Swiftships, a longtime builder of fast vessels for defense and commercial uses, teamed with the University of Louisiana-Lafayette in February to demonstrate a remotely controlled prototype fast craft, called Anaconda, for a wide range of riverine missions.
Swiftships competes in global markets for smaller naval ships. The company has delivered 13 120-foot coastal patrol boats to the Iraqi navy under a 15-ship contract and has a long-term agreement with the Egyptian navy to co-produce 25-foot patrol boats in Egypt. It also has built ships to support offshore drilling operations for U.S. and international oil and natural-gas companies.
Eric Geibel, Swiftships director of special programs, said the company (formerly Sewart Seacraft) traces its experience in fast boats to its work on the U.S. Navy swift boats that were used in Vietnam War brown-water riverine campaigns. Swiftships is working with the mechanical-engineering faculty and a team of engineering graduate students at UL-Lafayette to integrate new sensor and control technologies into the Swiftships’ Anaconda hullform, which was built initially for special-operations missions.

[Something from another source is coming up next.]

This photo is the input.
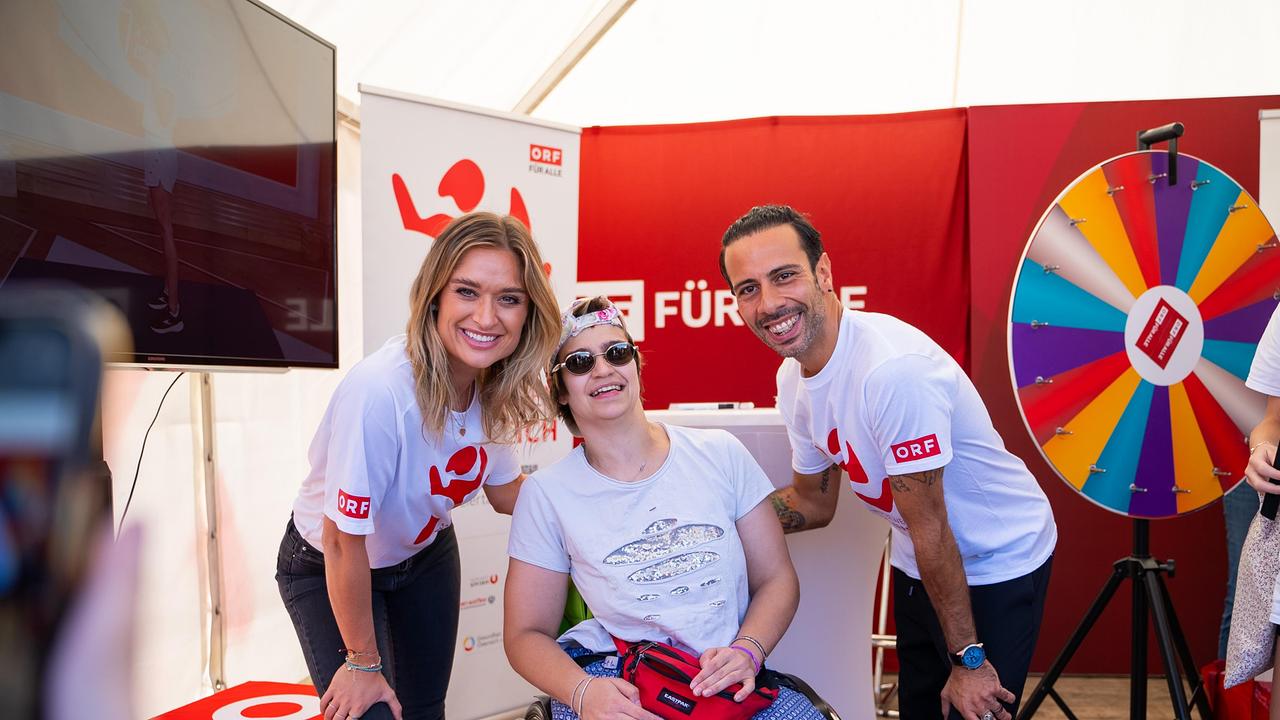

The 15,500-pound, 35-foot Anaconda is powered by two Yanmar electronic diesel engines and two Rolls-Royce waterjets, giving the craft an endurance speed of 35-plus knots to a range of 200 nautical miles, and maximum speed of more than 50 knots.
Geibel said UL-Lafayette worked with the Defense Advanced Research Projects Agency (DARPA) in 2004–05 on the development of an autonomous all-terrain vehicle called Cajunbot for DARPA’s Grand Challenge competition. Swiftships and the university then formed a partnership to modify the UL guidance-and-control systems for the fast-riverine craft configuration.
In the February demonstration, conducted on the Atchafalaya River near Morgan City, Louisiana, operators controlled the unmanned Anaconda using an iPad by touching the screen to guide the craft in a range of maneuvers and turns.
Geibel said that the goal of the project is to develop fully autonomous capability for multiple craft for many military, law-enforcement, and commercial riverine operations. Naval and special-operations missions for the craft include resupply of remote bases and surveillance and intelligence-gathering along river channels and near ports. Potential commercial applications include surveying hazardous areas, such as waterways contaminated by dangerous gases or radiation.
As an example, Geibel cited the meltdown of three nuclear reactors at the Fukushima power plant in Japan in March 2011 following the Tohoku earthquake, which led to release of toxic radiation. The autonomously controlled Anaconda could survey water, atmospheric, and soil conditions, eliminating the need to risk personnel on dangerous survey work in a contaminated environment.
The team is continuing development of the control and navigation system, which will include lasers, cameras, and ultrasound sensors to monitor currents and waves and detect hazards in the water, such as logs and other river traffic.
Geibel added that while the craft would conduct their missions autonomously, a human operator would monitor operations from a remote control site and could intervene if necessary.
In-water demonstrations will continue through late summer as the Swiftships-UL team continues development of the advanced systems and the control software to support more complex operating parameters.
The Anaconda’s control systems can be integrated with the craft as modular, mission-oriented packages, similar to the Navy’s approach in developing the surface-warfare, mine-countermeasures, and antisubmarine-warfare modules for the littoral combat ship program.
“Versatility is the key” to the Anacaonda program, said Geibel, adding that the insertion of new technologies within the proven hullform could be modified to meet Navy or Special Operations Command requirements for a high-speed, autonomously controlled craft. While riverine operations is the niche market for the Anaconda, it also would be capable of operating effectively in coastal regions.